How to Talk to a Climate Ostrich: The Pentagon and Climate Change

Another edition of a new multi part series from the producers of Earth: An Operators Manual.

BTW, comparing ostriches to climate deniers does a grave injustice to Ostriches. It turns out, according to Wiki, that:

Contrary to popular belief, Ostriches do not bury their heads in sand.[34] This myth likely began with Pliny the Elder (AD 23-79), who wrote that Ostriches “imagine, when they have thrust their head and neck into a bush, that the whole of their body is concealed.”[35]


Animals generally live in the moment and do what is required. It is human beings who have mastered the arts of living in the past, lying to ourselves, ignoring what our senses tell us, and hiding in the shadows of projection, compartmentalization, repression, and  denial.

7 thoughts on “How to Talk to a Climate Ostrich: The Pentagon and Climate Change”

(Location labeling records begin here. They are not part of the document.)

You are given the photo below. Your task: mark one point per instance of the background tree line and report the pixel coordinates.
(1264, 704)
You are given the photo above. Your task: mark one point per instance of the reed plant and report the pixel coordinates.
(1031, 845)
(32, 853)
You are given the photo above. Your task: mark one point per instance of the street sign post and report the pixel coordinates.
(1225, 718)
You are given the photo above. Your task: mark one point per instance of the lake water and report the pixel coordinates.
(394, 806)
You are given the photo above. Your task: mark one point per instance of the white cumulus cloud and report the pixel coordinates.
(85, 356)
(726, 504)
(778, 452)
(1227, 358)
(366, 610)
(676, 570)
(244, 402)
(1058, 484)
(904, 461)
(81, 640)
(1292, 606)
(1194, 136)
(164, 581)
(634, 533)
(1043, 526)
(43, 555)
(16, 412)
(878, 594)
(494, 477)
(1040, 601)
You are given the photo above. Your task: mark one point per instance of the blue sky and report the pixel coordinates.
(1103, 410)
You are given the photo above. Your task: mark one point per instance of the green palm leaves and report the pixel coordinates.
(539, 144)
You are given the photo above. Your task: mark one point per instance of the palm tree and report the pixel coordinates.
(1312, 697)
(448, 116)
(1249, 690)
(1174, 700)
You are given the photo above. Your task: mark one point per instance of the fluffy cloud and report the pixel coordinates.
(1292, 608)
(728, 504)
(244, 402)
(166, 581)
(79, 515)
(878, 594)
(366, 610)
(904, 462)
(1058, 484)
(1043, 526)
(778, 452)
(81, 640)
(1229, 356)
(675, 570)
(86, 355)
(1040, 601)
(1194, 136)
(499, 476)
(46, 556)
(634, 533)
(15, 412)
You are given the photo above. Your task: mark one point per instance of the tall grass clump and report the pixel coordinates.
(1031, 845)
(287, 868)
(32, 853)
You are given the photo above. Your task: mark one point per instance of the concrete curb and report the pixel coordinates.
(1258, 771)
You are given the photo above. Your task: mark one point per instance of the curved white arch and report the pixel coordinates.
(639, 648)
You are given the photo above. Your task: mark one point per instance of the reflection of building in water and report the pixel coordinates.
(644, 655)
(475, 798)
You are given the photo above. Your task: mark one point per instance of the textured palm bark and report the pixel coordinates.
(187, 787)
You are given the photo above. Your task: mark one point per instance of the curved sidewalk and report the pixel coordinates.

  1. On the subject of strange (non-human) animal behaviour, have you ever wondered why animals like sheep will generally run away from an approaching car but never leave the road? This seems completely insane to us humans but, to the sheep it seems, the car is a predator that must be kept directly behind it: Unlike a wilderbeast running from a lion, the sheep thinks its best chance of escaping is to out-run the predator; and it sees changing direction as inviting the predator to cut the corner and capture it… Are sheep the only animals to do this?